Ironicamente, o partido que bradava "Fora, FMI" mostrou-se o melhor cliente do organismo. Mas, hoje, faz sentido: mergulhado desde o primeiro dia na contradição entre a cartilha econômica ortodoxa e a base social de esquerda, o governo Lula adotou medida que oferece a oportunidade de um discurso capaz de agradar a seus dois principais e contraditórios pilares de sustentação.
A quitação antecipada da dívida com o FMI pode ser defendida com argumentos ao gosto do mercado financeiro e dos demais defensores dos "bons fundamentos econômicos". Dá uma demonstração de solidez das contas externas, eleva a credibilidade internacional do país, reduz os custos para o Tesouro etc. etc.
Ao mesmo tempo, pode ser apresentada nos palanques de 2006 como a prova de que o governo petista livrou o país da tutela do organismo internacional que sempre foi alvo preferencial das palavras de ordem dos tempos de oposição, reforçando uma tese iniciada já na decisão de não renovar o acordo com o Fundo, no início deste ano.
Melhor ainda: permite uma comparação das mais vantajosas com os arqui-rivais tucanos e pefelistas. O governo FHC, afinal, teve de recorrer nada menos que três vezes ao FMI -na última, deixando para seu sucessor um acordo em andamento e a condição de maior devedor do Fundo.
Mas, retórica à parte, nada muda tanto assim. Para a maior parte do mercado, o Brasil continua uma economia vulnerável a eventuais turbulências financeiras. Foram modestos os avanços obtidos no principal indicador da fragilidade do país, a dívida pública superior a 50% do PIB; o real se mantém entre as moedas mais voláteis do mundo.
Pelos mesmos motivos, não se deve acreditar que a autonomia formal em relação ao FMI -com a quitação, o Brasil deve deixar a condição de economia sob monitoramento do Fundo- vá se traduzir em uma política econômica mais distante da ortodoxia.

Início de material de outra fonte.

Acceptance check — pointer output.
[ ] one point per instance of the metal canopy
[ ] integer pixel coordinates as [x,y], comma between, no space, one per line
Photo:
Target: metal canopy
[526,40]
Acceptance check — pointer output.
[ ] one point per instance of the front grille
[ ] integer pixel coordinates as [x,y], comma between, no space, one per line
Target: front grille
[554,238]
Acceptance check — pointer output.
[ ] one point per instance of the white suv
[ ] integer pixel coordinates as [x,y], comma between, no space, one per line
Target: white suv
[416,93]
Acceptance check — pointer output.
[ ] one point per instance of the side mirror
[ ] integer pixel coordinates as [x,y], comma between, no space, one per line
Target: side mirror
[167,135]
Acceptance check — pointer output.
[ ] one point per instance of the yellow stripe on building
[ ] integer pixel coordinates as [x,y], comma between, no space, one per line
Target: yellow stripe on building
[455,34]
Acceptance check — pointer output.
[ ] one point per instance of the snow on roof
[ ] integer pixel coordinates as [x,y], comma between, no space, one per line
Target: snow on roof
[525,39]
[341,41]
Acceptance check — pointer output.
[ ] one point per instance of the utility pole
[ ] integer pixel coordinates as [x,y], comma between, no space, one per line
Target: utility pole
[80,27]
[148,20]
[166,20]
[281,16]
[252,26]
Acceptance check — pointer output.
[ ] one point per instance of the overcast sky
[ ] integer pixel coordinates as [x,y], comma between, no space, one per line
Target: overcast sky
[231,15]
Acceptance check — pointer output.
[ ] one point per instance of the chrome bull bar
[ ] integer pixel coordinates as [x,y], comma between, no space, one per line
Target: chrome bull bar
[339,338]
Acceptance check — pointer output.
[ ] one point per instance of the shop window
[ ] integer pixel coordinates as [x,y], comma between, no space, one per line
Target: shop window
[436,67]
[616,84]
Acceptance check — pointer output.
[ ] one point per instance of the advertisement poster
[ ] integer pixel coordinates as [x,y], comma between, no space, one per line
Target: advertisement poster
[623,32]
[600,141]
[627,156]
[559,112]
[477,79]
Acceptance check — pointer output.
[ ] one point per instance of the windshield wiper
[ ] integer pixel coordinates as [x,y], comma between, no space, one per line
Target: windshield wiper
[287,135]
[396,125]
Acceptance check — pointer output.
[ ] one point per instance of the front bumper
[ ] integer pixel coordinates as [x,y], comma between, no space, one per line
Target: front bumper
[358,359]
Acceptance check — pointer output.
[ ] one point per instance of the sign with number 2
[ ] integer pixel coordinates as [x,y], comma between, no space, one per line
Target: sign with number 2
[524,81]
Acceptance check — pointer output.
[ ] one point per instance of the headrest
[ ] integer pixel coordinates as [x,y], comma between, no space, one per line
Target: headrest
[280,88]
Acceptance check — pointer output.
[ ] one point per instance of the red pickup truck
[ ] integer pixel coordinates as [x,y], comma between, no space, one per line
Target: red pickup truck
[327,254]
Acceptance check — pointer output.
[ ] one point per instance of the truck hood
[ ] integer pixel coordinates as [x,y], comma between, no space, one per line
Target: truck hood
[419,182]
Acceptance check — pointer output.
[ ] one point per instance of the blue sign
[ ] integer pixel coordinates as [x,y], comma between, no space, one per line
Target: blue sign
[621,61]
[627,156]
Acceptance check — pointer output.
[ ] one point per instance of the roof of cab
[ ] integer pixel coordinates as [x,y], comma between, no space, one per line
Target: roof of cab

Segundo as avaliações colhidas pela Folha, a cúpula do governo, embora deseje "flexibilizar" a política econômica, não vê margem para abandonar nenhum de seus princípios básicos: juros fixados a partir de metas de inflação decrescentes, câmbio flutuante e adoção de metas fiscais apertadas até a queda da dívida pública para um patamar perto de 40% do PIB. Não há, por exemplo, justificativa técnica para abrandar a meta de inflação de 4,5% fixada para 2006.
No momento, as discussões internas se limitam a ajustes de dosagem. O superávit fiscal destinado ao pagamento de juros não deverá mais ser tão superior à meta oficial de 4,25% do PIB, mas pode-se acelerar a queda dos juros e o BC pode continuar atuando para deter a queda do dólar. E isso se a conjuntura continuar favorável.